Still, repealing these authorizations alone is unlikely to provide a meaningful congressional check, because President Biden and his successors may assert authority to pursue military actions without congressional authorization under Article II of the Constitution. Members of Congress are right to worry, for example, that Biden could retaliate against Iran-backed militias and claim the legal authority to do so under Article II.
To be sure, Article II has been understood to give the chief executive the authority to defend the nation. Since the Prize Cases, decided in 1863, the Supreme Court has held that the president has the implicit power to engage in self-defense without prior congressional authorization. The case concerned President Abraham Lincoln's blockades of ports to prevent the Confederacy from gaining access to supplies and war material, and the court essentially said that the president, in either the circumstance of a foreign invasion or civil war, need not wait for Congress before acting.
Of course, the president should have the power to act in self-defense, and the courts should defer to the president's determination that such action is warranted. The problem is that no court can anticipate all of the circumstances that could implicate the defense of the nation - such as when the president argues that attacks against United States proxies or other national interests are covered by Article II's implicit self-defense authority.
In recent cases challenging Bush's authority to take certain actions in response to Sept. 11, the Supreme Court carefully avoided weighing in on whether those actions were justified under the Constitution. It is likely that the courts will continue to avoid deciding the vexing and largely political questions involving the limits of the president's Article II authority.
This brings the matter back to Congress. Unlike the courts, the legislative branch is not without significant constitutional power when it comes to national security decision-making involving the use of military force. In addition to the authority to declare war and to authorize military actions, the Constitution assigns Congress the responsibility to raise and support the armed forces. Nothing in the Constitution prevents Congress from imposing some reasonable limits on the president's self-defense authority so that this and future presidents cannot take broad military actions simply by claiming self-defense under Article II.

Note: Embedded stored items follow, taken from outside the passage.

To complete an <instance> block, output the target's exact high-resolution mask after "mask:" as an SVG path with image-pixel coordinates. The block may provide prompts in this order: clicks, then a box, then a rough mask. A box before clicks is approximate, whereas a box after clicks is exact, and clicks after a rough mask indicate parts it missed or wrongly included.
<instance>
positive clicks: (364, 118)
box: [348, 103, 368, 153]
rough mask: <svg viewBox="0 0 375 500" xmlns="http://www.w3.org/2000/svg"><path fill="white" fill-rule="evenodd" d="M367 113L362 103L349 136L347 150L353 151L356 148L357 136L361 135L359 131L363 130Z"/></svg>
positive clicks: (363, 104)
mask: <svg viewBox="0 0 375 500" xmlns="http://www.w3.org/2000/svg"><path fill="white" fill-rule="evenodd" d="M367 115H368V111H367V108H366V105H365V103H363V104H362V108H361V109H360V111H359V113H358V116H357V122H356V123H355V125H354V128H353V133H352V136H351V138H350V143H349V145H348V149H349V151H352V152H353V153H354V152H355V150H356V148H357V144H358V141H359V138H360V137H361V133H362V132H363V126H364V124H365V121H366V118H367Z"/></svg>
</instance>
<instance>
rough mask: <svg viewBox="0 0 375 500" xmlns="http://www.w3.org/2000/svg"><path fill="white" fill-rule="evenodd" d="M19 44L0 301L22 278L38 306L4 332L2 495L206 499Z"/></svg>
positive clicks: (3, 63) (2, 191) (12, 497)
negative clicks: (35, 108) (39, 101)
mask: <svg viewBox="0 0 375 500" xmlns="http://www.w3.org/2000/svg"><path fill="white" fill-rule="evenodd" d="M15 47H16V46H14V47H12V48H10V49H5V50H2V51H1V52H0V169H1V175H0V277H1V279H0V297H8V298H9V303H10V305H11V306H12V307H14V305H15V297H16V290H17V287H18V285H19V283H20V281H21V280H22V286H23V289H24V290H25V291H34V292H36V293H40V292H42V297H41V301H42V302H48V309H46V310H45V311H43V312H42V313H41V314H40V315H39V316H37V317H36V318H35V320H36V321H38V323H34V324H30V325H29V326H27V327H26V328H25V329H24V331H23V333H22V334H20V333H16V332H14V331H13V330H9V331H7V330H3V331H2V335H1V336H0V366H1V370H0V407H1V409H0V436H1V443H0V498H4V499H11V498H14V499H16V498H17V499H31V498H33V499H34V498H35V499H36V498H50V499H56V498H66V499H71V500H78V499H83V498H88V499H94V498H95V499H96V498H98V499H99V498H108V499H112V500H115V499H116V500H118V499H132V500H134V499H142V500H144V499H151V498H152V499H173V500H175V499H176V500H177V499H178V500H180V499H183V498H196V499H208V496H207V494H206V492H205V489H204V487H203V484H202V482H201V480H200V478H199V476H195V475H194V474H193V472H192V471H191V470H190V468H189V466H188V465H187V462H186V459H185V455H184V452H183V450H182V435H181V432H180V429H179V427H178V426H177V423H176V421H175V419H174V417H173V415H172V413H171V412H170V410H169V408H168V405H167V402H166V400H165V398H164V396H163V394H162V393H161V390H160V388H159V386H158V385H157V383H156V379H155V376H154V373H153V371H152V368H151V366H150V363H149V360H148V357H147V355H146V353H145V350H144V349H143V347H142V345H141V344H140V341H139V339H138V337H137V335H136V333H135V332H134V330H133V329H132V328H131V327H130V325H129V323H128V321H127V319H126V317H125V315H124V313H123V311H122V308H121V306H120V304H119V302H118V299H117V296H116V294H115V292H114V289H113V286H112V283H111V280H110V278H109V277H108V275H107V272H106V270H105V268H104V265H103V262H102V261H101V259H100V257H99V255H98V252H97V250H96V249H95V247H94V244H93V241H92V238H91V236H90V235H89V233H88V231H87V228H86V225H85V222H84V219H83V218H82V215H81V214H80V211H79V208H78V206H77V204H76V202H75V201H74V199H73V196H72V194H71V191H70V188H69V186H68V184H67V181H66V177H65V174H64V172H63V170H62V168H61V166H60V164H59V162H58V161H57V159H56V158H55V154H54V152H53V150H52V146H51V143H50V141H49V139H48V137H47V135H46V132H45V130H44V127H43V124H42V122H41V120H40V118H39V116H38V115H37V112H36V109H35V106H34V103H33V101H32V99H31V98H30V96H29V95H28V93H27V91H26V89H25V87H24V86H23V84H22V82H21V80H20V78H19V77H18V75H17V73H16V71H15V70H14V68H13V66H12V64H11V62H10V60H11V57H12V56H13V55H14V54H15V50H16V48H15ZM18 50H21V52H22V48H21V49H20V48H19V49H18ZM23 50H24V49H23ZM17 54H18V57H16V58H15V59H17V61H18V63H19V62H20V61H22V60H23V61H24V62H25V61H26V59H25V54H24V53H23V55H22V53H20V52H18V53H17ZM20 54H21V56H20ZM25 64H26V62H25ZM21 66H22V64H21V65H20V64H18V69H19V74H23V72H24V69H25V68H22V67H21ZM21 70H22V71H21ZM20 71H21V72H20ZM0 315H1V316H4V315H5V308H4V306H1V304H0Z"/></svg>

In the famous Steel Seizure case, one justice suggested a way in which Congress might be able to articulate a workable check on expansive claims of presidential authority. That case involved the seizure of domestic steel mills on President Harry S. Truman's order, ostensibly to prevent any interruption in steel production due to labor strife from undermining the U.S. effort in Korea. A majority of the Supreme Court concluded that the president had no authority under the Constitution to issue such an order.
Concurring in the result, Justice Tom Clark noted that, while the "limits of presidential power are obscure," when "Congress has laid down specific procedures to deal with the type of crisis confronting the President, he must follow those procedures in meeting the crisis." Further, Clark concluded that, whether the president can act in the absence of congressional action depends "upon the gravity of the situation confronting the nation."
Beyond merely repealing the 2001 and 2002 AUMFs, Congress should pass legislation that draws a line distinguishing between, on the one hand, threats to the nation from invasions and insurrections; and, on the other, threats that may harm American interests but that are found far from our shores. There will be a gray zone in the middle, but at least in the face of such congressional action, the president could not simply regard the self-defense authority under Article II as a blank check for virtually any military action.
Lawrence Friedman is a professor of privacy and constitutional law at New England Law in Boston. Victor Hansen is a professor of criminal justice and national security law at New England Law in Boston. They are the authors of "The Case for Congress: Separation of Powers and the War on Terror."